Share

engineering

8min read

Maintaining Open-Source RxAndroidBle Library (Handling and Handover)

Maintaining Open-Source RxAndroidBle Library (Handling and Handover)

PART 1—User Handling

Picking your battles

As a developer, while creating a library, you should take into consideration that the users do not have all of the knowledge about how your code or the system underneath works. You have to be prepared for that and consider how it can be managed, beforehand. Usually, there are two options.

Defensive programming

Failing gracefully, as it’s sometimes called, is a nice solution—especially from the user’s point of view. If users try to do something that will fail due to lack of knowledge, you can always try to guide them to get things done anyway.

I.e. Android BLE API allows for only one operation being executed at any given moment and trying to run another one will cause it to fail immediately. But this case can be easily managed by adding a command queue and executing them one by one. The user won’t see any hiccups.

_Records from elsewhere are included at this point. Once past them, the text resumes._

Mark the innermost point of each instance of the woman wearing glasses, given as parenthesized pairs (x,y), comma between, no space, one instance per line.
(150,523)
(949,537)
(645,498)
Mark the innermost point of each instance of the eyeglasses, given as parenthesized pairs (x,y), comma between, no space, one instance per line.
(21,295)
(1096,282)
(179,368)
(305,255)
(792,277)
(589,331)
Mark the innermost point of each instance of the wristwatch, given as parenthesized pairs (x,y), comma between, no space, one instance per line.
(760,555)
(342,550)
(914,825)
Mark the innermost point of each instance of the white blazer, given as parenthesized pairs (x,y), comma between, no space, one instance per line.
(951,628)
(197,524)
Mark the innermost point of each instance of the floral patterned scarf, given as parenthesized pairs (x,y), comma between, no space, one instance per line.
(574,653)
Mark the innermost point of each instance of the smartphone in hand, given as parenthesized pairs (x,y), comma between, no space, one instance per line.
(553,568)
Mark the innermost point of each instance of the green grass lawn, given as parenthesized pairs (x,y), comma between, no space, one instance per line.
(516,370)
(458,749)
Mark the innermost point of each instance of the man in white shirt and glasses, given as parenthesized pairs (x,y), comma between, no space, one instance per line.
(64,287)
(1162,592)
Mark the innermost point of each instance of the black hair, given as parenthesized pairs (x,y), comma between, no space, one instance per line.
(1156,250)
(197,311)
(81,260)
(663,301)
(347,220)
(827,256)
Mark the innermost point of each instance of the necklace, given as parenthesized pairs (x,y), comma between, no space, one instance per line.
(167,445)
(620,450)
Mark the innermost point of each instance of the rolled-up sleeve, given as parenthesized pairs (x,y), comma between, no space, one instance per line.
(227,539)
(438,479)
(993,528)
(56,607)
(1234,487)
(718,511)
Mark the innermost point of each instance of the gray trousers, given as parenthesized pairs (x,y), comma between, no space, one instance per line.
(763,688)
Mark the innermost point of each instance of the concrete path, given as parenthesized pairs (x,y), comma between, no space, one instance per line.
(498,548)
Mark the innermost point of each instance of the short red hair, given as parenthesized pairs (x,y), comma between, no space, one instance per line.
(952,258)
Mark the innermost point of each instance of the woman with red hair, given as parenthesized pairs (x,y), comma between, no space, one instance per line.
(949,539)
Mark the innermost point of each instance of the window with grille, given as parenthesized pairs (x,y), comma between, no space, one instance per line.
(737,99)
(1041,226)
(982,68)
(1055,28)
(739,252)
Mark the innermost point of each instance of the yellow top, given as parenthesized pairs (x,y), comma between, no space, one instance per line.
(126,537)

Another solution could be starting an Android BLE scan which may fail due to internal Android issues—you can potentially work around it by starting a classic Bluetooth scan and filtering out devices that are not Low Energy. Depending on what the user is interested in (because classic Bluetooth scan doesn’t contain all the information available through the BLE scan)—this workaround can turn out to be just fine. Defensive programming is not a silver bullet though. There are situations in which the managed approach may lead to subtle nuances in how the program works and eventually even to bugs that are difficult to investigate. In fact, we have also encountered one of such problems ourselves, namely—by establishing a BLE connection. BLE specification says that a single device may only sustain a single connection, but the users who are unaware of that could try to call RxBleDevice.establishConnection() again.o what could be done while using defensive programming?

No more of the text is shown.